When you need to communicate, choose email or text except when a communication is urgent. Be direct, kind and include any important deadlines for a response. Don’t badger after sending an email and only follow up if no response arrives timely according to the issue at hand. Keep your opinions to yourself and include only what’s needed to move the ball forward for your kids. Straightforward honest and kind communication, without extraneous details, goes a long way to improving your relationship with your former spouse. Or, at least, keeping you sane while dealing with a difficult personality who may never change.
3. Give It Time
The only certainty is change. If you can hold this idea high in your mind during and post-divorce, you can recognize that the high conflict dynamic, if you have one, can shift. Sometimes it has nothing to do with how people behave, although it certainly can, but it can simply be a matter of time. People calm down, heal or get their attention diverted to something else. Whatever occurs, you do not need to think that because things are bad now, they will always be this way. So, instead of trying to “fix” the problem, just do what’s needed and give it time. In fact, it’s preferable to do what’s needed, and no more, in order to avoid additional escalation. It may seem counterintuitive, as many believe more is always better but, sometimes, less is just right. Communicate only when needed about what’s needed.
If you can make your focus your work, kids and social life, including your family and friends, you may just find that you don’t need the conflict to sustain you. A connection, even with conflict, is just that. Whether it’s you or your spouse, staying escalated with each other is way more energy than required to co-parent your kids. Try to think of your former spouse as a business contact with whom you need to have a long and productive relationship for the most important product of all: your child(ren). Even if you have nothing in common, and active distaste for each other, you did manage to have a family at one point and time. So, now, create whatever boundaries you need to keep an arm’s length, child focused view of your former spouse.

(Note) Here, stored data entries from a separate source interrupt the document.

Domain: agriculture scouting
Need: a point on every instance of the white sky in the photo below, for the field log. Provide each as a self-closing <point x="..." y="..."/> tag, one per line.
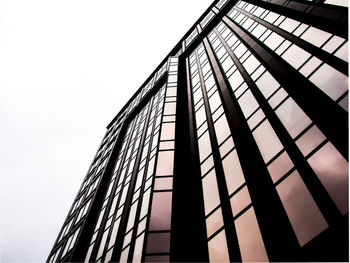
<point x="66" y="68"/>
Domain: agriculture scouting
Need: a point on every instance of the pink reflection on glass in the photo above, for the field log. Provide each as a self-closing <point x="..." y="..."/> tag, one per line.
<point x="170" y="108"/>
<point x="240" y="201"/>
<point x="250" y="240"/>
<point x="218" y="248"/>
<point x="310" y="140"/>
<point x="280" y="167"/>
<point x="214" y="222"/>
<point x="303" y="213"/>
<point x="332" y="169"/>
<point x="168" y="131"/>
<point x="157" y="259"/>
<point x="165" y="163"/>
<point x="158" y="243"/>
<point x="210" y="192"/>
<point x="233" y="172"/>
<point x="161" y="211"/>
<point x="204" y="146"/>
<point x="163" y="183"/>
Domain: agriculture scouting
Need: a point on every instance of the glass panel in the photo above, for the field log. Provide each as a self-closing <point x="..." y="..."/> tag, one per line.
<point x="165" y="163"/>
<point x="248" y="103"/>
<point x="204" y="146"/>
<point x="221" y="129"/>
<point x="240" y="201"/>
<point x="280" y="167"/>
<point x="168" y="131"/>
<point x="332" y="169"/>
<point x="292" y="116"/>
<point x="226" y="146"/>
<point x="330" y="81"/>
<point x="161" y="211"/>
<point x="214" y="222"/>
<point x="267" y="140"/>
<point x="315" y="36"/>
<point x="218" y="248"/>
<point x="295" y="56"/>
<point x="303" y="213"/>
<point x="210" y="192"/>
<point x="205" y="167"/>
<point x="165" y="183"/>
<point x="233" y="172"/>
<point x="158" y="243"/>
<point x="157" y="259"/>
<point x="138" y="249"/>
<point x="310" y="140"/>
<point x="169" y="108"/>
<point x="267" y="84"/>
<point x="249" y="237"/>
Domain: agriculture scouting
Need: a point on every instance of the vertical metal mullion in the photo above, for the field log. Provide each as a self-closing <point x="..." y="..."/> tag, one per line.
<point x="322" y="110"/>
<point x="271" y="216"/>
<point x="316" y="188"/>
<point x="142" y="188"/>
<point x="125" y="215"/>
<point x="230" y="229"/>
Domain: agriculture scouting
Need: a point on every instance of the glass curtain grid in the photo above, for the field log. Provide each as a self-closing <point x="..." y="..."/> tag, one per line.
<point x="234" y="149"/>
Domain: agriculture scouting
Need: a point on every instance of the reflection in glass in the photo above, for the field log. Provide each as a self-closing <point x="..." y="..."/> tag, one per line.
<point x="240" y="201"/>
<point x="214" y="222"/>
<point x="233" y="172"/>
<point x="280" y="166"/>
<point x="310" y="140"/>
<point x="204" y="146"/>
<point x="163" y="183"/>
<point x="249" y="237"/>
<point x="218" y="248"/>
<point x="210" y="192"/>
<point x="267" y="141"/>
<point x="168" y="131"/>
<point x="332" y="169"/>
<point x="292" y="117"/>
<point x="158" y="243"/>
<point x="303" y="213"/>
<point x="161" y="211"/>
<point x="165" y="163"/>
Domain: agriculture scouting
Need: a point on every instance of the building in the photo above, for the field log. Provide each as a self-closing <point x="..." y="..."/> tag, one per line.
<point x="234" y="149"/>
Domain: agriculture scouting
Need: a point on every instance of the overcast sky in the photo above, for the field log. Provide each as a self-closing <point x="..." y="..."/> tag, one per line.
<point x="66" y="68"/>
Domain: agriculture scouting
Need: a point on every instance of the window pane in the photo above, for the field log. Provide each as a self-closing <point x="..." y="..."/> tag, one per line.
<point x="218" y="248"/>
<point x="168" y="131"/>
<point x="204" y="146"/>
<point x="293" y="117"/>
<point x="332" y="169"/>
<point x="158" y="243"/>
<point x="248" y="103"/>
<point x="233" y="172"/>
<point x="280" y="167"/>
<point x="165" y="163"/>
<point x="240" y="201"/>
<point x="221" y="129"/>
<point x="303" y="213"/>
<point x="310" y="140"/>
<point x="161" y="211"/>
<point x="250" y="241"/>
<point x="210" y="192"/>
<point x="267" y="140"/>
<point x="330" y="81"/>
<point x="214" y="222"/>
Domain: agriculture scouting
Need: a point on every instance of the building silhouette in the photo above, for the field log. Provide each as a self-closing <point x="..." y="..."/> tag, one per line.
<point x="234" y="149"/>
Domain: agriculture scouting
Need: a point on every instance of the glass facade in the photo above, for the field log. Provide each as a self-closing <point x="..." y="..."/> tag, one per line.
<point x="234" y="149"/>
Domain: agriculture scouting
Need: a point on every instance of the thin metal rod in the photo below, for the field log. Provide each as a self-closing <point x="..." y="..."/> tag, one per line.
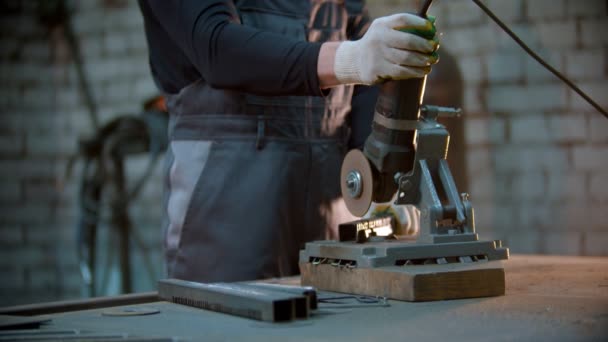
<point x="539" y="59"/>
<point x="425" y="8"/>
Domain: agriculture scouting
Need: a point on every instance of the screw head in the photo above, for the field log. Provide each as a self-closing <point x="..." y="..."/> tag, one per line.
<point x="353" y="184"/>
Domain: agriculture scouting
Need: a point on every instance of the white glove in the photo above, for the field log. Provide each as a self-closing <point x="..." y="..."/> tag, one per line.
<point x="386" y="53"/>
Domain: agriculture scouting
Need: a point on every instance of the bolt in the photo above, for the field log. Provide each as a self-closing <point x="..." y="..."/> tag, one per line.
<point x="353" y="184"/>
<point x="405" y="185"/>
<point x="465" y="196"/>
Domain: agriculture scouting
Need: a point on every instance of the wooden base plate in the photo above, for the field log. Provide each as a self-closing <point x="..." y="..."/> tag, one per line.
<point x="410" y="283"/>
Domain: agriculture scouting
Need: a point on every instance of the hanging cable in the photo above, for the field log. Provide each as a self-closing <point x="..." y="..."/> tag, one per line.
<point x="539" y="59"/>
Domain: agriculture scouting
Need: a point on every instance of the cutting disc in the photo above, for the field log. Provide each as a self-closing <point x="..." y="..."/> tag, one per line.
<point x="357" y="169"/>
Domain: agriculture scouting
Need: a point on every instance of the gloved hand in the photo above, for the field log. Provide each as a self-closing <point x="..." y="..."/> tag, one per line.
<point x="388" y="51"/>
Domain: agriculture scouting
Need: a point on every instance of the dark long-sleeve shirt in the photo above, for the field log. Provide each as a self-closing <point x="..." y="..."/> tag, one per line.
<point x="193" y="39"/>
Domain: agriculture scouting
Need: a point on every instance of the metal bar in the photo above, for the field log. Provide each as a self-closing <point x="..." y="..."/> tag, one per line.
<point x="231" y="298"/>
<point x="450" y="189"/>
<point x="307" y="291"/>
<point x="81" y="304"/>
<point x="360" y="230"/>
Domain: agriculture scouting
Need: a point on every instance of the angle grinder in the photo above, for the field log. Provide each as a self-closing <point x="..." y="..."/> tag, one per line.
<point x="390" y="149"/>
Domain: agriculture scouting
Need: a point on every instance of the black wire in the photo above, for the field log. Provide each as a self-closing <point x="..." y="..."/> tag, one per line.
<point x="539" y="59"/>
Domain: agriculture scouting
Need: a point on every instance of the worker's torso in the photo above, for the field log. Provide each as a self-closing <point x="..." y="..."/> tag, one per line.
<point x="313" y="21"/>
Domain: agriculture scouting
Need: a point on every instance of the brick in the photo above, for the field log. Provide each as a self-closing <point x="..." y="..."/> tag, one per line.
<point x="25" y="257"/>
<point x="536" y="73"/>
<point x="596" y="90"/>
<point x="137" y="42"/>
<point x="590" y="158"/>
<point x="462" y="13"/>
<point x="573" y="215"/>
<point x="37" y="50"/>
<point x="471" y="68"/>
<point x="570" y="128"/>
<point x="68" y="98"/>
<point x="472" y="100"/>
<point x="11" y="169"/>
<point x="527" y="32"/>
<point x="91" y="46"/>
<point x="38" y="145"/>
<point x="10" y="192"/>
<point x="566" y="186"/>
<point x="484" y="131"/>
<point x="523" y="242"/>
<point x="37" y="98"/>
<point x="88" y="22"/>
<point x="42" y="191"/>
<point x="508" y="11"/>
<point x="26" y="213"/>
<point x="528" y="186"/>
<point x="117" y="93"/>
<point x="530" y="129"/>
<point x="43" y="278"/>
<point x="479" y="160"/>
<point x="530" y="158"/>
<point x="495" y="219"/>
<point x="585" y="65"/>
<point x="560" y="34"/>
<point x="596" y="243"/>
<point x="469" y="41"/>
<point x="144" y="88"/>
<point x="546" y="9"/>
<point x="591" y="32"/>
<point x="11" y="235"/>
<point x="562" y="243"/>
<point x="22" y="26"/>
<point x="599" y="128"/>
<point x="525" y="99"/>
<point x="586" y="8"/>
<point x="488" y="187"/>
<point x="598" y="188"/>
<point x="115" y="43"/>
<point x="505" y="67"/>
<point x="124" y="20"/>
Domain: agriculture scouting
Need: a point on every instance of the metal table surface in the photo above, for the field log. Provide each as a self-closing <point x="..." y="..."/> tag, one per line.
<point x="549" y="298"/>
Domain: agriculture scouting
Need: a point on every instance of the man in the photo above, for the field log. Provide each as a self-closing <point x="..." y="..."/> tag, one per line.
<point x="259" y="94"/>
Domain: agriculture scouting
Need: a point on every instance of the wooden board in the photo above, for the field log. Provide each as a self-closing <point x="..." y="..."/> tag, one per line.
<point x="410" y="283"/>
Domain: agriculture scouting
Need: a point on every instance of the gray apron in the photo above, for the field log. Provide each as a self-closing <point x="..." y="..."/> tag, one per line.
<point x="250" y="178"/>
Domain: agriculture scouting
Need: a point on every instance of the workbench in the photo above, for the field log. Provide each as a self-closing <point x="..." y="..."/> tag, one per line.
<point x="548" y="298"/>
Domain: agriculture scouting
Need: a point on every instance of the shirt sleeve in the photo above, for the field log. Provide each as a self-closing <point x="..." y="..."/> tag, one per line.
<point x="232" y="56"/>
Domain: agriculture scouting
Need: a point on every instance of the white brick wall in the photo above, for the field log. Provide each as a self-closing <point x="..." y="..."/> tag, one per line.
<point x="536" y="152"/>
<point x="42" y="117"/>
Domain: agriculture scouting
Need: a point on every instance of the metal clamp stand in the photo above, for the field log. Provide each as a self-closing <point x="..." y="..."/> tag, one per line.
<point x="445" y="215"/>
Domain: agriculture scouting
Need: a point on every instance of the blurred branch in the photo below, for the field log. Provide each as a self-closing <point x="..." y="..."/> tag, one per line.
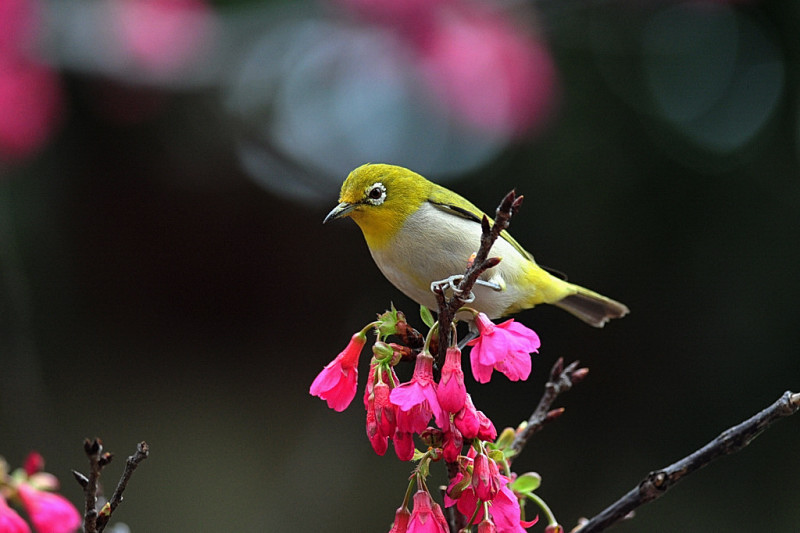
<point x="481" y="263"/>
<point x="94" y="521"/>
<point x="657" y="482"/>
<point x="561" y="380"/>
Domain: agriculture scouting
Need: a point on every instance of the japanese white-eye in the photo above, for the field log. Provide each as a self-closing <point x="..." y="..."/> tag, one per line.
<point x="419" y="232"/>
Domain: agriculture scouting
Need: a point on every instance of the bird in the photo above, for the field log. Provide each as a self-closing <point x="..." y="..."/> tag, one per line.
<point x="419" y="232"/>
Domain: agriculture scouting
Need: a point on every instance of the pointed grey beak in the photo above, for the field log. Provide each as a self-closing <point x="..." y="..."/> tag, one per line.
<point x="341" y="210"/>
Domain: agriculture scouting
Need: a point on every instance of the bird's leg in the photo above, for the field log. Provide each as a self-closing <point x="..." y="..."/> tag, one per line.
<point x="492" y="285"/>
<point x="452" y="283"/>
<point x="471" y="334"/>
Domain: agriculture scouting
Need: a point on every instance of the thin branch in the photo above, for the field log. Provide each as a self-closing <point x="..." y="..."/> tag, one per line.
<point x="657" y="482"/>
<point x="94" y="521"/>
<point x="142" y="452"/>
<point x="482" y="262"/>
<point x="447" y="307"/>
<point x="561" y="380"/>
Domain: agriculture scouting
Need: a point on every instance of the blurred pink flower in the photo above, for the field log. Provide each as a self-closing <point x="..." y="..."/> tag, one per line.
<point x="49" y="512"/>
<point x="489" y="71"/>
<point x="30" y="94"/>
<point x="162" y="36"/>
<point x="30" y="106"/>
<point x="19" y="22"/>
<point x="10" y="521"/>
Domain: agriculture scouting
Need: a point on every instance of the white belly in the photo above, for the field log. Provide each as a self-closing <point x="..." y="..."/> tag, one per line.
<point x="433" y="245"/>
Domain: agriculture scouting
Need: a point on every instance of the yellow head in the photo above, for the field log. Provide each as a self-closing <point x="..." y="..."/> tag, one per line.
<point x="379" y="198"/>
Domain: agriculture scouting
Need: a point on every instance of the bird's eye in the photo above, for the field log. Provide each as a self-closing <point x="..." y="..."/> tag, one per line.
<point x="376" y="193"/>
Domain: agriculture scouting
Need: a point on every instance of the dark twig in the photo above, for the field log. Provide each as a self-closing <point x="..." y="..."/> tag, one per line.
<point x="481" y="263"/>
<point x="449" y="306"/>
<point x="94" y="521"/>
<point x="657" y="482"/>
<point x="561" y="380"/>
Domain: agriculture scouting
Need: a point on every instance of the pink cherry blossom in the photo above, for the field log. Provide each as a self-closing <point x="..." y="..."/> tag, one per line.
<point x="49" y="512"/>
<point x="162" y="36"/>
<point x="453" y="443"/>
<point x="488" y="70"/>
<point x="337" y="382"/>
<point x="416" y="400"/>
<point x="503" y="347"/>
<point x="486" y="526"/>
<point x="403" y="445"/>
<point x="379" y="441"/>
<point x="10" y="521"/>
<point x="401" y="517"/>
<point x="424" y="518"/>
<point x="485" y="477"/>
<point x="451" y="391"/>
<point x="467" y="421"/>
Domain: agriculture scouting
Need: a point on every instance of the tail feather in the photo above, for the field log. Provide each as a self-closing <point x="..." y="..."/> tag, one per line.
<point x="591" y="307"/>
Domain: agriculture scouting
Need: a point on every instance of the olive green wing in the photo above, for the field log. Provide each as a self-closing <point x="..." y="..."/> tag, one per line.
<point x="457" y="205"/>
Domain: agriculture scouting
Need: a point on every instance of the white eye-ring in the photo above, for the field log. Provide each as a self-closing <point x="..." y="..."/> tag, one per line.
<point x="375" y="193"/>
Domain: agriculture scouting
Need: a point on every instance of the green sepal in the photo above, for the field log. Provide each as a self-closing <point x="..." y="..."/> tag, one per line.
<point x="505" y="439"/>
<point x="526" y="483"/>
<point x="387" y="323"/>
<point x="382" y="351"/>
<point x="426" y="316"/>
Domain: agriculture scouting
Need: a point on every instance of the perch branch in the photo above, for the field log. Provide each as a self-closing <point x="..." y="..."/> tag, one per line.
<point x="657" y="482"/>
<point x="481" y="263"/>
<point x="561" y="380"/>
<point x="94" y="521"/>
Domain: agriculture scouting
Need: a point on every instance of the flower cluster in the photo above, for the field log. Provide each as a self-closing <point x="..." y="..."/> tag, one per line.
<point x="31" y="488"/>
<point x="435" y="407"/>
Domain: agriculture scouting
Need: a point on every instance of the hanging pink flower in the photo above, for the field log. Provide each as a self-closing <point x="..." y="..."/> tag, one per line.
<point x="451" y="392"/>
<point x="403" y="445"/>
<point x="453" y="443"/>
<point x="401" y="517"/>
<point x="485" y="477"/>
<point x="416" y="400"/>
<point x="424" y="516"/>
<point x="379" y="441"/>
<point x="486" y="429"/>
<point x="49" y="512"/>
<point x="503" y="347"/>
<point x="337" y="382"/>
<point x="467" y="421"/>
<point x="10" y="521"/>
<point x="487" y="526"/>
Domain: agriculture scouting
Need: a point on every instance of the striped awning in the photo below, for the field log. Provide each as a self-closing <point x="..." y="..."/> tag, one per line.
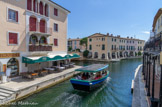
<point x="38" y="59"/>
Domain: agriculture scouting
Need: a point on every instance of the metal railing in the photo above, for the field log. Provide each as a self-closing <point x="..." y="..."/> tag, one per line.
<point x="154" y="44"/>
<point x="39" y="29"/>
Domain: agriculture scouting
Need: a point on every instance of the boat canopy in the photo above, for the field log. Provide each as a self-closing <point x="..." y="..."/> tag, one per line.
<point x="38" y="59"/>
<point x="93" y="68"/>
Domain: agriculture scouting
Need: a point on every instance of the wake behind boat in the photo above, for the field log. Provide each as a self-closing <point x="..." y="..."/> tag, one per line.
<point x="90" y="77"/>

In sum, although you can never change your former spouse, and she may be wrong and driving you crazy, you can decide what about her behavior is intolerable for you. When you know, do what it takes to acknowledge it, to yourself, and then let it go. Don’t harass, rant, rave or otherwise create additional escalation for yourself or your child(ren). By doing everything you can to contain and take care of yourself and your children, you will do far better for you and them in the long run. In the meantime, make sure you have the support you need and that your children do too. It can get better and you can be a part of the plan to make that happen.